What sets the ORNL material apart is that the adsorbents are made from small diameter, round or non-round fibers with high surface areas and excellent mechanical properties. By tailoring the diameter and shape of the fibers, researchers can significantly increase surface area and adsorption capacity. This and ORNL’s patent pending technology to manufacture the adsorbent fibers results in a material able to selectively recover metals more quickly and with increased adsorption capacity, thereby dramatically increasing efficiency.

“Our HiCap adsorbents are made by subjecting high-surface area polyethylene fibers to ionizing radiation, then reacting these pre-irradiated fibers with chemical compounds that have a high affinity for selected metals,” Janke said.

After the processing, scientists can place HiCap adsorbents in water containing the targeted material, which is quickly and preferentially trapped. Scientists then remove the adsorbents from the water and the metals are readily extracted using a simple acid elution method. The adsorbent can then be regenerated and reused after being conditioned with potassium hydroxide.

In a direct comparison to the current state-of-the-art adsorbent, HiCap provides significantly higher uranium adsorption capacity, faster uptake and higher selectivity, according to test results. Specifically, HiCap’s adsorption capacity is seven times higher (146 vs. 22 grams of uranium per kilogram of adsorbent) in spiked solutions containing 6 parts per million of uranium at 20 degrees Celsius. In seawater, HiCap’s adsorption capacity of 3.94 grams of uranium per kilogram of adsorbent was more than five times higher than the world’s best at 0.74 grams of uranium per kilogram of adsorbent. The numbers for selectivity showed HiCap to be seven times higher.

“These results clearly demonstrate that higher surface area fibers translate to higher capacity,” Janke said.

ORNL researchers conducted field tests of the material at the Marine Sciences Laboratory of Pacific Northwest National Laboratory in Sequim, Wash., and at the Rosenstiel School of Marine and Atmospheric Science and Broad Key Island in collaboration with the University of Miami.

Prior Nextbigfuture coverage of uranium from Seawater work

In marine science, current strength is sometimes measured in “Sverdrups”, a unit that corresponds to one million tons of water per second, or 3 × 10^13 tons of water per year.

Ugo, a critic of uranium from seawater used locations and methods that make the case for uranium from seawater 100 to 1000 times worse than better plans and methods.

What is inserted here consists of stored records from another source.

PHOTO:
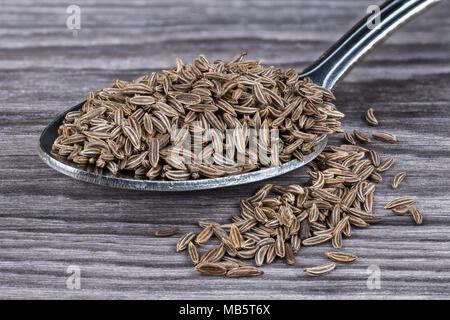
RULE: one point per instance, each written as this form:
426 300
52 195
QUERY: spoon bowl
327 71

Ugo looks at the Strait of Gibraltar which carries a current of about 1 Sverdrup. Japan has proposed various scaling up plans for uranium from seawater They look at the Black Current (42 Sverdrup, 42 times stronger than the current Ugo looked at) in the ocean off of Japan and how much materials it is moving. They would put uranium extraction materials in its path and collect uranium and other resources as they are moved past the materials that would trap the resources.

Ugo assumed recovering one kilogram of uranium, therefore, would require processing at least 3 tons of membranes per year.

Ugo calculates using the ratio of 5 kWh/kg for energy expenditure in fishing, and assuming the yield and the conditions reported by Seko , we can calculate a total energy expenditure of about 1000 TWh/year for processing the membranes to give sufficient amounts to fuel the present needs of the nuclear industry. This is close to the total energy that could be produced by the extracted uranium, ca. 2600 TWh/year. An energy gain (EROEI) of 2.6 is larger than unity, but it is too low for the process to be of practical interest.

Japan is looking at offshore processing, which would save the fuel costs of bringing the absorbent from the ocean to a land based facility

Ugo also bases his calculations on once through reactors. Switching to advanced breeder reactors or extensive reprocessing can increase the efficiency of uranium usage by 60 times.

A Japanese plan for scaling up extracting uranium from seawater

Japan has lab scale work for extraction of uranium from seawater that is about twice the current cost of traditionally mined uranium using cotton dipped in juice with a lot of tannins.